So I'm guessing it must have something to do with sklearn's internal use of some SciPy functions. Perhaps it's related to BLAS/LAPACK -- I know some infrastructure there has changed lately for SciPy...

I also boiled it down to a one-liner for you @lesteve , hopefully it reproduces for you like it does for me:

python -c "import numpy as np; from sklearn.neighbors import LocalOutlierFactor; LocalOutlierFactor(metric='euclidean').fit_predict(np.zeros((20, 14000)))"

@larsoner
Copy link
Contributor Author

... and oddly enough if I reduce the dimensionality to something like (20, 1400) it does not hang. So there's something about the size being big enough like (20, 14000) that triggers the issue (maybe you have "big" and "small" code paths?).

@lesteve
Copy link
Member

lesteve commented Mar 19, 2024

I can reproduce the hang, the fact that it still happens with scipy-dev and scikit-learn 1.4.1.post1 would seem to point towards a scipy dev change, but I will try to put together a snippet only using scipy to be 100% sure.

@lesteve
Copy link
Member

lesteve commented Mar 19, 2024

Setting OPENBLAS_NUM_THREADS=1 or OMP_NUM_THREADS=1 seems to get rid of the issue, maybe a reasonable work-around in the short term (using threadpoolctl in a single test is an alternative if setting an environment variable is not convenient).

I am wondering if this is not due to nested parallelism OpenBLAS withing OpenMP in our neighbors code, not sure how this would be related to scipy-dev though.

@larsoner
Copy link
Contributor Author

There was a bump to OpenBLAS 0.326 in scipy/scipy#20215 maybe that's it?

@lesteve
Copy link
Member

lesteve commented Mar 19, 2024

There was a bump to OpenBLAS 0.326 in scipy/scipy#20215 maybe that's it?

Hmmm maybe hard to tell ... I am putting below what I learned so far, to be continued.

Here is a simpler scikit-learn snippet reproducing the hang, this seems to be related to ArgKmin in pairwise distances reductions. cc @jeremiedbb and @jjerphan in case they have some insights into this.

from sklearn.metrics._pairwise_distances_reduction import ArgKmin
import numpy as np
import threadpoolctl

# Uncommenting the next line fixes it, a similar line with OpenMP fixes it as well I think
# threadpoolctl.threadpool_limits(limits=1, user_api='blas')
X = np.zeros((20, 14000))
ArgKmin.compute(X=X, Y=X, k=10, metric='euclidean')

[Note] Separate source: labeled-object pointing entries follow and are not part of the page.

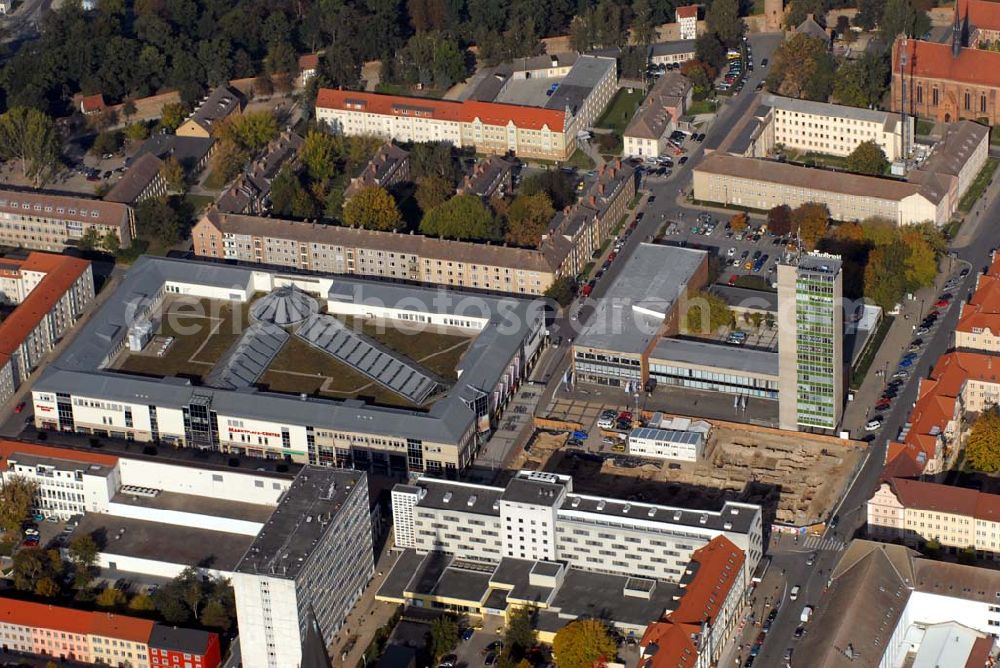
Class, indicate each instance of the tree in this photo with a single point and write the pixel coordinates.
(141, 602)
(173, 174)
(83, 555)
(982, 451)
(802, 67)
(372, 208)
(739, 222)
(319, 153)
(561, 290)
(16, 498)
(868, 158)
(528, 219)
(779, 220)
(157, 220)
(723, 19)
(463, 217)
(432, 191)
(705, 313)
(29, 136)
(171, 116)
(111, 597)
(810, 220)
(584, 643)
(444, 635)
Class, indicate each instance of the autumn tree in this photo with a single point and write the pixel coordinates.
(982, 451)
(16, 498)
(319, 154)
(432, 190)
(704, 313)
(372, 208)
(584, 643)
(173, 174)
(30, 137)
(739, 222)
(811, 221)
(528, 218)
(779, 220)
(463, 217)
(802, 67)
(868, 158)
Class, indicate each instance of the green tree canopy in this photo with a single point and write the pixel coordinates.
(30, 137)
(372, 208)
(982, 452)
(868, 158)
(462, 217)
(581, 644)
(528, 218)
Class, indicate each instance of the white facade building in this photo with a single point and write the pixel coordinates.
(538, 516)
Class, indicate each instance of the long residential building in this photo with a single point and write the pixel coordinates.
(51, 292)
(764, 184)
(46, 221)
(103, 638)
(81, 391)
(489, 127)
(918, 511)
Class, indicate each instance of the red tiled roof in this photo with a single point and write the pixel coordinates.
(61, 271)
(923, 495)
(92, 103)
(8, 448)
(489, 113)
(719, 565)
(309, 61)
(70, 620)
(935, 61)
(980, 13)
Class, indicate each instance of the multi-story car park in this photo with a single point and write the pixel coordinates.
(46, 221)
(80, 392)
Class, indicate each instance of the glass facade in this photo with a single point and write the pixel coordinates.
(815, 311)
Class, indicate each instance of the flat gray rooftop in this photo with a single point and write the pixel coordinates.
(285, 544)
(717, 355)
(630, 313)
(185, 546)
(201, 505)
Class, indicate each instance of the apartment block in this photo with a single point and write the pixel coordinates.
(537, 516)
(917, 511)
(332, 249)
(102, 638)
(810, 341)
(311, 561)
(46, 221)
(51, 292)
(834, 129)
(489, 127)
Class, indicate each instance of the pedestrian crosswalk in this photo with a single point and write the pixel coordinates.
(820, 543)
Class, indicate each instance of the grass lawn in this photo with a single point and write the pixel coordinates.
(979, 185)
(701, 107)
(580, 160)
(202, 332)
(619, 112)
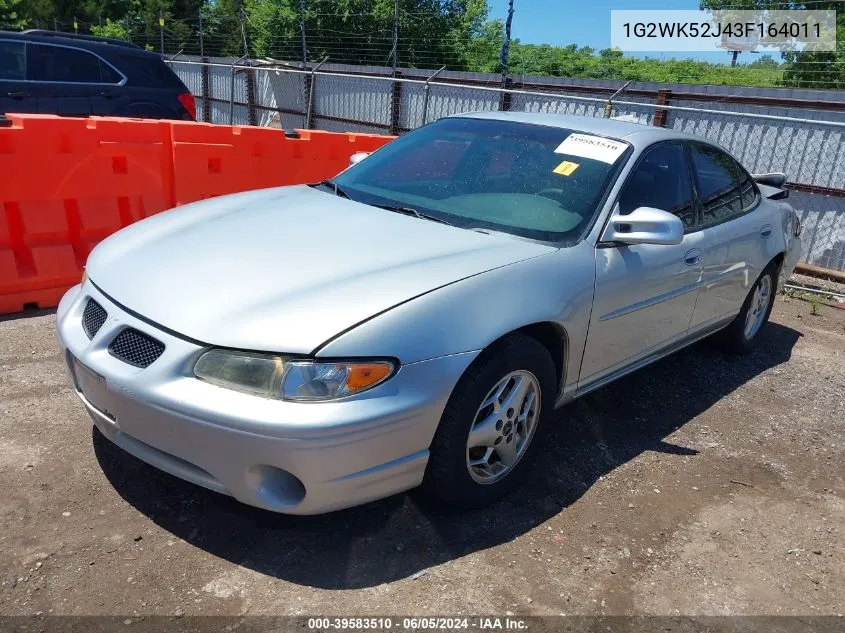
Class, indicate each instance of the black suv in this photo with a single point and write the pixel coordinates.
(77, 75)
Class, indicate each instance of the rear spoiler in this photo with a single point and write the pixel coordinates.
(773, 185)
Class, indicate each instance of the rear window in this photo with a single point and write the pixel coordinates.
(539, 182)
(149, 72)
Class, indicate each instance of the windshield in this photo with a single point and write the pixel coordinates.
(539, 182)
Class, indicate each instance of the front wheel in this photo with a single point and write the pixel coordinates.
(489, 433)
(740, 337)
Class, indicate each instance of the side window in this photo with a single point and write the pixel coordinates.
(68, 65)
(12, 61)
(661, 180)
(724, 187)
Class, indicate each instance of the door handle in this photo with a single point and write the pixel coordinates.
(692, 257)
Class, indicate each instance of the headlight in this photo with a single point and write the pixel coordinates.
(290, 379)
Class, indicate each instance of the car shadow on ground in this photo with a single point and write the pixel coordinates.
(396, 537)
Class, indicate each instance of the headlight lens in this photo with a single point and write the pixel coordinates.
(277, 377)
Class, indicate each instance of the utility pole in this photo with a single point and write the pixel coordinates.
(395, 33)
(302, 32)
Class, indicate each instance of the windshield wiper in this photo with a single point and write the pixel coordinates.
(413, 212)
(331, 184)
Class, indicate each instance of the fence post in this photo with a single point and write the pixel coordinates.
(395, 104)
(664, 95)
(202, 44)
(302, 32)
(232, 90)
(608, 107)
(250, 97)
(505, 97)
(206, 94)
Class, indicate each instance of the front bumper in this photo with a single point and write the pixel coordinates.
(297, 458)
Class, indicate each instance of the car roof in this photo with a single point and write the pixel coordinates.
(637, 134)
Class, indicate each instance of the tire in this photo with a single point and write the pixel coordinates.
(528, 367)
(741, 336)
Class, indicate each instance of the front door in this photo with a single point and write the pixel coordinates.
(645, 293)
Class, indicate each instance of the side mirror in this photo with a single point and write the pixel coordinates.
(357, 157)
(644, 225)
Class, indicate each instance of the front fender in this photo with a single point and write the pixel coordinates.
(470, 314)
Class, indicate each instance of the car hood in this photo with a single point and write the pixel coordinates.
(285, 269)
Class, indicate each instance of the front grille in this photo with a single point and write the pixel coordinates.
(93, 318)
(136, 348)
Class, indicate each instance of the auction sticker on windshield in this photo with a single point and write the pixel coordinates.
(595, 147)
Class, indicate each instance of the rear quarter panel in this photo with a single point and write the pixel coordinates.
(471, 314)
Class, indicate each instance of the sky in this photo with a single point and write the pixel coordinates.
(585, 22)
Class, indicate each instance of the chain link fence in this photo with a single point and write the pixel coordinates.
(786, 135)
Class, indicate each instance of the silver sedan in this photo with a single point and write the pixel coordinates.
(418, 319)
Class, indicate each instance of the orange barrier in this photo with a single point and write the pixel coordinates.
(68, 183)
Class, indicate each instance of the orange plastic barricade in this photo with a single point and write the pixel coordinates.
(69, 183)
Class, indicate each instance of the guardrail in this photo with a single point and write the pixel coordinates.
(68, 183)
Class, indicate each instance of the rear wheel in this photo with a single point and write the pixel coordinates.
(740, 337)
(488, 435)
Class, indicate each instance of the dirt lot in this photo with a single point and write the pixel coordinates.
(701, 485)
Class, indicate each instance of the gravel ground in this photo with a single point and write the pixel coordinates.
(701, 485)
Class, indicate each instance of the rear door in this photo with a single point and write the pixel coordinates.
(67, 79)
(16, 94)
(734, 250)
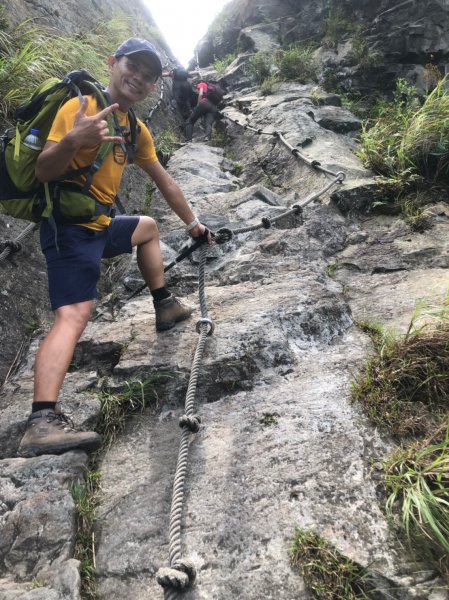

The sklearn show_versions info.

System:
    python: 3.12.2 | packaged by conda-forge | (main, Feb 16 2024, 20:42:31) [MSC v.1937 64 bit (AMD64)]
executable: C:\Users\rjxQE\AppData\Local\miniforge3\envs\lof-issue\python.exe
   machine: Windows-10-10.0.19045-SP0

Python dependencies:
      sklearn: 1.4.1.post1
          pip: 24.0
   setuptools: 69.2.0
        numpy: 1.26.4
        scipy: 1.14.0.dev0
       Cython: None
       pandas: None
   matplotlib: None
       joblib: 1.3.2
threadpoolctl: 3.3.0

Built with OpenMP: True

threadpoolctl info:
       user_api: openmp
   internal_api: openmp
    num_threads: 4
         prefix: vcomp
       filepath: C:\Users\rjxQE\AppData\Local\miniforge3\envs\lof-issue\Lib\site-packages\sklearn\.libs\vcomp140.dll
        version: None

       user_api: blas
   internal_api: openblas
    num_threads: 4
         prefix: libopenblas
       filepath: C:\Users\rjxQE\AppData\Local\miniforge3\envs\lof-issue\Lib\site-packages\numpy.libs\libopenblas64__v
0.3.23-293-gc2f4bdbb-gcc_10_3_0-2bde3a66a51006b2b53eb373ff767a3f.dll
        version: 0.3.23.dev
threading_layer: pthreads
   architecture: Haswell

       user_api: blas
   internal_api: openblas
    num_threads: 4
         prefix: libopenblas
       filepath: C:\Users\rjxQE\AppData\Local\miniforge3\envs\lof-issue\Lib\site-packages\scipy.libs\libopenblas_v0.3
.26-gcc_10_3_0-75ebbb8345f75277878db24d649d8b7e.dll
        version: 0.3.26
threading_layer: pthreads
   architecture: Haswell

@jjerphan
Copy link
Member

jjerphan commented Mar 19, 2024

Based on #28625 (comment), libopenblas seems to be loaded twice. If this is the case, this leads to undefined behavior.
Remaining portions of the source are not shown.